Smitty ripped the bottle out of his hand, “It mightn’t be, but it is what it is, Warner. Now you keep your wits about you or I’m gonna’ settle you with the back’a my hand.”

“Ya’s always was a horse’s ass, Smit!” Warner cried, gripped by his fears. “How d’you think we’re gonna’ help all those people? ‘N if we don’t, are we goin’ to be alone forever?”

Smitty looked around the bar, “I reckon if there’s a solution, it’ll come to us, but it won’t find you well if yer’ in here soused to the gills and scared outta’ yer wits.”

Warner grit his teeth, ground ’em together like his temper was ’bout to explode, “Y’know you’re an angry ‘ol cuss Smit. I bet’cha it’s all yer fault. If you’d just paid me my dues, none’a this would’a happened.”

Smith took a swig from his bottle, slammed it down again, “Don’t be thick as a mule. You know ‘n I know there ain’t no way a debt like that could’a helped this even had it been repaid.”

Warner was up, his head hot, “I reckon it could’ve. Ya’ see, cause I’ve been havin’ me a thought.”

“Oh a thought is it?” Smit said as he drug himself ‘long the bar. He stepped up to a Warner with a stool ‘tween ’em and little else. Warner stiffened up at Smitty’s barrel that rose beneath his chin, “You say yer havin’ a thought. Well I reckon as we’re the only two ’round, you might tell me this thought ‘fore I have one myself.”

Warner’s eyes were convicted like a man in his last moments, sentenced to death for a crime he hadn’t committed, “I’m havin’ this thought, ‘n I reckon if yer smart ’nuff as a man ought to be, you’d agree with me.”
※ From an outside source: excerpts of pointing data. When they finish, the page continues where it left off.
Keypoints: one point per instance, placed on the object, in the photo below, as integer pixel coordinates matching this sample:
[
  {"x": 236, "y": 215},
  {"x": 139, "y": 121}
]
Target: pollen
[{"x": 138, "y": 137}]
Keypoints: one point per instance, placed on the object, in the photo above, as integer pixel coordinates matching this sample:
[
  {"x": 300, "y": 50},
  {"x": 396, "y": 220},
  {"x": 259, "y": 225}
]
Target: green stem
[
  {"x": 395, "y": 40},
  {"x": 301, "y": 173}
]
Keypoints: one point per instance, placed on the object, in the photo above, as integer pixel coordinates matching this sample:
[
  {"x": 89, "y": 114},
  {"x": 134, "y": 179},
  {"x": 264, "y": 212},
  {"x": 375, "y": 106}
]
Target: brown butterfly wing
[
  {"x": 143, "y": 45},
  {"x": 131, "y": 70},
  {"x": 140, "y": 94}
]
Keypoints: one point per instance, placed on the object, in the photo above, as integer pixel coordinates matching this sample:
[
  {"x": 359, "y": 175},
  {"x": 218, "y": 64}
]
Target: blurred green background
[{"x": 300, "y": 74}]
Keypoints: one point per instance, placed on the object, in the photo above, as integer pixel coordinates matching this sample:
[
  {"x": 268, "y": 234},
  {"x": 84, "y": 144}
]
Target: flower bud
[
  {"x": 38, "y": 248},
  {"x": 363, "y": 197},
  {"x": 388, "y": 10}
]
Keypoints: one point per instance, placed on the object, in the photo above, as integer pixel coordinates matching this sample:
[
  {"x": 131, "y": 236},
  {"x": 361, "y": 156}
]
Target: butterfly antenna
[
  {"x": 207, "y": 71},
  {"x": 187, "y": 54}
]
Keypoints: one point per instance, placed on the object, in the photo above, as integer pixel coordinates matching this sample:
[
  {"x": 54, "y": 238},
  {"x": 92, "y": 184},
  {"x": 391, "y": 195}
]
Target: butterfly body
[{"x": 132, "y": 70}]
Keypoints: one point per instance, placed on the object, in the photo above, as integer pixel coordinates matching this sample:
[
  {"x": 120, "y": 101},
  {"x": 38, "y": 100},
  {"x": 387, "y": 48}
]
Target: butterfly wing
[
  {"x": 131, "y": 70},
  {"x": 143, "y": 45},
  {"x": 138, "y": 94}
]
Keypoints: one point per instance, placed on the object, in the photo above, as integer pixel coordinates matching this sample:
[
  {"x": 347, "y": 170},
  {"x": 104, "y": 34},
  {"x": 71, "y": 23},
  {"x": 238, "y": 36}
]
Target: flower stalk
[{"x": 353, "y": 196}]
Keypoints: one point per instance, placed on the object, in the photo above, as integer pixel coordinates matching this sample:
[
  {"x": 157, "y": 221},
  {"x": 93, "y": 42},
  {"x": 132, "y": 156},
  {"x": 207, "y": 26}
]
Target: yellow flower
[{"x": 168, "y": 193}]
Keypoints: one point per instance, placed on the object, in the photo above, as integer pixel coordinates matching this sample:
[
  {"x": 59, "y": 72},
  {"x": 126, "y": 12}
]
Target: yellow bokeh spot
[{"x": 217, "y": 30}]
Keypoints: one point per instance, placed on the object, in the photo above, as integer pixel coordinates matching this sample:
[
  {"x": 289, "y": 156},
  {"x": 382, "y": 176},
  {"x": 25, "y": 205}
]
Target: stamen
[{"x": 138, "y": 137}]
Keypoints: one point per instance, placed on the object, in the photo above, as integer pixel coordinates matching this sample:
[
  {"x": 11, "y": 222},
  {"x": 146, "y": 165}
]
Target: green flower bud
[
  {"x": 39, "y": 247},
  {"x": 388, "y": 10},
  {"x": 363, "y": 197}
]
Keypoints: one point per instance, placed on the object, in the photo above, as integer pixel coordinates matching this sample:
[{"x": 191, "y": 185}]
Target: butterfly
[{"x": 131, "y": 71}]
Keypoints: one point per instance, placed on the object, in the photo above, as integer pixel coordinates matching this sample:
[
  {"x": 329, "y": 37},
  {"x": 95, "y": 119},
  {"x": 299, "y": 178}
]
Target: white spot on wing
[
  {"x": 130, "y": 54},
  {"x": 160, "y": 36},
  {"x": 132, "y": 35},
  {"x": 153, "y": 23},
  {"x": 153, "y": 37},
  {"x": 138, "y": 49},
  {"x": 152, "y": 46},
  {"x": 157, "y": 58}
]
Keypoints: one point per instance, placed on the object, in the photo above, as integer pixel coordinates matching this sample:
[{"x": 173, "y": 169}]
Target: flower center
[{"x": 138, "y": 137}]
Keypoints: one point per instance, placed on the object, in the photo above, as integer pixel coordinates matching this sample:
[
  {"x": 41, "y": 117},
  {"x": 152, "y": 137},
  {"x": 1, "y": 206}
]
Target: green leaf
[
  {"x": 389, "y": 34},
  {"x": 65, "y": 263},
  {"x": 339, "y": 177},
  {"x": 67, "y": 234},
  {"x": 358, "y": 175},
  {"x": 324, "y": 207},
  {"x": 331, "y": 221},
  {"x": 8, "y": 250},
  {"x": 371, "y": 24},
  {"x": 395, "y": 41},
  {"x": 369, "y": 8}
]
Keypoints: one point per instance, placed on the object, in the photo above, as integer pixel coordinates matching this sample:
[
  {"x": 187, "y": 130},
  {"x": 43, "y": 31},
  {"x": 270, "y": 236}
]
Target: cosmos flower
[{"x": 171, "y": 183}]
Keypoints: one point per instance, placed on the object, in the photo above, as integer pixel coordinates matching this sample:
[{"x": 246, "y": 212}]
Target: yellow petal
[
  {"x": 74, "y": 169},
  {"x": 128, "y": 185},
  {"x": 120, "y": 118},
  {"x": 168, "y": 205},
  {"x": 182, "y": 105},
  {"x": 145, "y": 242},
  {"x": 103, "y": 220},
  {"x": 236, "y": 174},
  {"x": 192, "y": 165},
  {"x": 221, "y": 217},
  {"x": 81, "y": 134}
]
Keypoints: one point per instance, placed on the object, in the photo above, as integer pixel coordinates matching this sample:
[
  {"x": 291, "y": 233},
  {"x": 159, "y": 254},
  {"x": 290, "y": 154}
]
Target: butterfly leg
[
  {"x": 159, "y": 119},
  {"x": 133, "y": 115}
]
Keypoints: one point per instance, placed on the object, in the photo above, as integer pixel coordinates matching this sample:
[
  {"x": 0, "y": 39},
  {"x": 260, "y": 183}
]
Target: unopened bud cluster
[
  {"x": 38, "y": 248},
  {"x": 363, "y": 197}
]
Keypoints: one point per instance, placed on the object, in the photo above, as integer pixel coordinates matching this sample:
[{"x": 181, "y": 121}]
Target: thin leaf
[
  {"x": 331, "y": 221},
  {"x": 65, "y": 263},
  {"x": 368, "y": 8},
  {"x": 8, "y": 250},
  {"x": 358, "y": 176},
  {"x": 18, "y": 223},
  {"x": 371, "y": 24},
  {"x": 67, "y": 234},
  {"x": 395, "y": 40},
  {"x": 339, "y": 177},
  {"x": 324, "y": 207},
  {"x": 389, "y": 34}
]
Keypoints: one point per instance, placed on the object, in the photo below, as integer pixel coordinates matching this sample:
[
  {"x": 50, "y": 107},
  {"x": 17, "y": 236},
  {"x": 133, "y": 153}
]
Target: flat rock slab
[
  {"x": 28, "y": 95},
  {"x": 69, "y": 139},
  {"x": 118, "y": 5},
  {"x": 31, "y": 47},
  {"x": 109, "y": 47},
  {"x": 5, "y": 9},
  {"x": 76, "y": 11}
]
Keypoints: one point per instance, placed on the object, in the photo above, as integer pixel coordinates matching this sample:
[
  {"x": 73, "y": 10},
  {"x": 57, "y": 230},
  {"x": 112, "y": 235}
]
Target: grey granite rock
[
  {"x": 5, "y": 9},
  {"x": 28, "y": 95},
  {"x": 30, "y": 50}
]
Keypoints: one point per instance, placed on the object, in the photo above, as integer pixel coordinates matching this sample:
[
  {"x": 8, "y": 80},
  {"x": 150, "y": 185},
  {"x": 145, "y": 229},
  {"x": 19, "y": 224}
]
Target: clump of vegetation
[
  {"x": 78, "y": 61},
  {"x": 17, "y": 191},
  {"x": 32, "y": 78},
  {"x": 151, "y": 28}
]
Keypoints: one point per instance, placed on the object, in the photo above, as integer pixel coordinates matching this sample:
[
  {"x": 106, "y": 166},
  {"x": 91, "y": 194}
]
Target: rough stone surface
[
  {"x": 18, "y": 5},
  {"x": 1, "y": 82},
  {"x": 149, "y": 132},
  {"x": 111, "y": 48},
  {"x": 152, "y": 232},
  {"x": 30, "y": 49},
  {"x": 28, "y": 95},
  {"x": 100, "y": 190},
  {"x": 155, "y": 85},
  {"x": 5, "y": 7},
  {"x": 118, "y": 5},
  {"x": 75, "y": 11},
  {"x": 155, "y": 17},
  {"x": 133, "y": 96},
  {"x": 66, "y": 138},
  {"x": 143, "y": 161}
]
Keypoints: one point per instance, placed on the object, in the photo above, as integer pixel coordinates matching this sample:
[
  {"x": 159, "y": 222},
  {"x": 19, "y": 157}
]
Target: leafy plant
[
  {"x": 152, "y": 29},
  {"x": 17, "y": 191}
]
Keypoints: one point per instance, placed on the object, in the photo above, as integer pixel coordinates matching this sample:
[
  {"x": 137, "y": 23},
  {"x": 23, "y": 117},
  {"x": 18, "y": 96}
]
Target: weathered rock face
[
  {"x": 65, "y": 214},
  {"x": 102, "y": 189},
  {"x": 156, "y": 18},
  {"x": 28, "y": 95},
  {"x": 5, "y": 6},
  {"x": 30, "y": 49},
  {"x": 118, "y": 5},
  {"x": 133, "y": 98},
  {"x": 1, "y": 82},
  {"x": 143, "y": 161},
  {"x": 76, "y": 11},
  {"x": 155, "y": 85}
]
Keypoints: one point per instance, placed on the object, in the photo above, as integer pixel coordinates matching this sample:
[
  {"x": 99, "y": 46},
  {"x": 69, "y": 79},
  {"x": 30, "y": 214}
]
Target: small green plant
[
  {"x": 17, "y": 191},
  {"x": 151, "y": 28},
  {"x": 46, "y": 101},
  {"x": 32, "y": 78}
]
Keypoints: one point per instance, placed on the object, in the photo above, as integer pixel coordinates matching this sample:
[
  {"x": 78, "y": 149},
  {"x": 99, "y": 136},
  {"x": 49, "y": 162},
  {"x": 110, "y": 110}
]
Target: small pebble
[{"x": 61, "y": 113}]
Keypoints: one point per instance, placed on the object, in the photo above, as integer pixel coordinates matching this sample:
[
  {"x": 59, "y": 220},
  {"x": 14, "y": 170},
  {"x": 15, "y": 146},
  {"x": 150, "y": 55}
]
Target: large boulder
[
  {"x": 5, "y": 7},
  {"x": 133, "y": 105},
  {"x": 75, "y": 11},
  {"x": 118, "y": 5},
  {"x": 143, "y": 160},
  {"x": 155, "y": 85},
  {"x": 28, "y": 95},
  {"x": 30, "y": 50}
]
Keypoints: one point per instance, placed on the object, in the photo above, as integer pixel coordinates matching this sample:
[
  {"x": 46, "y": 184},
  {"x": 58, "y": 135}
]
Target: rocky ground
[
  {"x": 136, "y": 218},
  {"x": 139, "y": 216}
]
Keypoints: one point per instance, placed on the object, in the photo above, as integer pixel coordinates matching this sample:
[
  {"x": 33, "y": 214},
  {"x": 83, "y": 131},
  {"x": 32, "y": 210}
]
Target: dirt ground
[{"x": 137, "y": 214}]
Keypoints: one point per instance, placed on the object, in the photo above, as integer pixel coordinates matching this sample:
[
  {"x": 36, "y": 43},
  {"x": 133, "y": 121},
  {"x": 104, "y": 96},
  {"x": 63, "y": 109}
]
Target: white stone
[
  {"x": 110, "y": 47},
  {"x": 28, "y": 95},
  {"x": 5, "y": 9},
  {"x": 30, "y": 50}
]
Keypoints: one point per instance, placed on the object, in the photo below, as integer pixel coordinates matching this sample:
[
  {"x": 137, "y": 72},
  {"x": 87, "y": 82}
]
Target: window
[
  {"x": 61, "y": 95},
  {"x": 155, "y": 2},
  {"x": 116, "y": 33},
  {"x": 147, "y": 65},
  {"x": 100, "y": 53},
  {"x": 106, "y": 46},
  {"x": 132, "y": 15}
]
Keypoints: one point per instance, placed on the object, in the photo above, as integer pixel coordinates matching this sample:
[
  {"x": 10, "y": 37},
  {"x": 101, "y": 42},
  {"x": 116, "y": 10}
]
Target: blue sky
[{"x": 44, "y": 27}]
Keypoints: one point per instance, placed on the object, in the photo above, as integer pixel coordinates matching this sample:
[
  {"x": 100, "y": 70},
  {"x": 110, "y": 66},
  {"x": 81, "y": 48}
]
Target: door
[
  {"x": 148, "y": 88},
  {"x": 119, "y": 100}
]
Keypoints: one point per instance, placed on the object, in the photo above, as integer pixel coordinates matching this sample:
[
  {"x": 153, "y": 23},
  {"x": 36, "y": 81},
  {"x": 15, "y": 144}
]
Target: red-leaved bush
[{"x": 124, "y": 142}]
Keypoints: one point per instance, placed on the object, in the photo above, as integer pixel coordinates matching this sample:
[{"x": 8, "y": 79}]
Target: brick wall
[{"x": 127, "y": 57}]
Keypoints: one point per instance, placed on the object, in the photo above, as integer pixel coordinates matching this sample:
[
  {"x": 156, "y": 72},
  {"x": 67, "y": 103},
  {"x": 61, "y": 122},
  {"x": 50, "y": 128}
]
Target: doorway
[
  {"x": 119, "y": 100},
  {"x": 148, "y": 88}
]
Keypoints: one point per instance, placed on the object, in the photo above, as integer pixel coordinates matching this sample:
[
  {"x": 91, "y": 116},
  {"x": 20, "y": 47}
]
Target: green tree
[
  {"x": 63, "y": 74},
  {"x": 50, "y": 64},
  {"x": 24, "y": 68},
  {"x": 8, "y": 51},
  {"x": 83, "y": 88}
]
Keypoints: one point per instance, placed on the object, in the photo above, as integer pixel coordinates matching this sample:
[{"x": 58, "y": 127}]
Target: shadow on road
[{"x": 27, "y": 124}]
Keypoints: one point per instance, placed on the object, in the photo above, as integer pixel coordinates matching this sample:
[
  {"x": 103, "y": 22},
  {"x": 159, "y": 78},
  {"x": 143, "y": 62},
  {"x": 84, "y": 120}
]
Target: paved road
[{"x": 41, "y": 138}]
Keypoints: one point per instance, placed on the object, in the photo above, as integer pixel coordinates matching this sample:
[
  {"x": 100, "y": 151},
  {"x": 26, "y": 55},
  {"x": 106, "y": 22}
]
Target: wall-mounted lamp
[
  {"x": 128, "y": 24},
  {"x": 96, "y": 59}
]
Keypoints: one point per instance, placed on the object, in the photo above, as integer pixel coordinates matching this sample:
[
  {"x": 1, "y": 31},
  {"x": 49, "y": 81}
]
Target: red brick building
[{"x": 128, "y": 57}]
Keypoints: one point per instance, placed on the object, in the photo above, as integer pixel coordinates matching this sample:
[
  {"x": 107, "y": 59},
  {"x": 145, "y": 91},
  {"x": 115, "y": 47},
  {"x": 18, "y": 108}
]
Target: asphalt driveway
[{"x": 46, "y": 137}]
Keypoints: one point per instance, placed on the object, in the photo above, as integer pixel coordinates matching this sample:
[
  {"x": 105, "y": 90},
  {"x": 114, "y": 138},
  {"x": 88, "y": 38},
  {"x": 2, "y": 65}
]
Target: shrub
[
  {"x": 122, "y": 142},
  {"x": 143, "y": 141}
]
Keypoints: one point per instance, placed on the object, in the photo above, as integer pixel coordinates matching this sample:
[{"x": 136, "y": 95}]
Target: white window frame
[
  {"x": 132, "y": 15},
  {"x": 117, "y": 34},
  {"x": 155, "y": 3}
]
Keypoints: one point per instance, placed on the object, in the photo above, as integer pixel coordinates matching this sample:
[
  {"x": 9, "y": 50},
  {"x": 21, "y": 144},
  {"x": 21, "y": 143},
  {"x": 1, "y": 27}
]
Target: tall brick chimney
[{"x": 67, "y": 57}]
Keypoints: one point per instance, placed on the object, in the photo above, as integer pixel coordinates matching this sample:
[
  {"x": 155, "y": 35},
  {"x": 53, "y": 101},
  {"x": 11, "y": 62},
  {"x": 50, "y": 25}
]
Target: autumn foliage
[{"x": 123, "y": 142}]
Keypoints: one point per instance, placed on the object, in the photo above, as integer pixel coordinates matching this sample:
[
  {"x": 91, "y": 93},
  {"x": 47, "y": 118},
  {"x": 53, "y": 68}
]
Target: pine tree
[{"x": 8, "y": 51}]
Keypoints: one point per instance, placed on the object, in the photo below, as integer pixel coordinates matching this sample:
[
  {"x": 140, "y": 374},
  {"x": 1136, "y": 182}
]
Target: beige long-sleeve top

Smitty’s teeth grit, and his barrel stabbed the side’a Warner’s throat, “Oh yeah?”

“I reckon, if’n you look around at that scene out there, ‘n you pay partik-ler attention to the clock, you’ll see it’s stopped. If’n I’m not mistaken, it’s stopped right ’bout the time we were fixin’ to kill one ‘nother.” Smitty’s eyes left Warner’s, wandered a trail to the saloon doors. Warner made a slight tilt with his head, “G’wan, see fer yerself. I reckon I’ll be here, thinkin’ my thoughts.”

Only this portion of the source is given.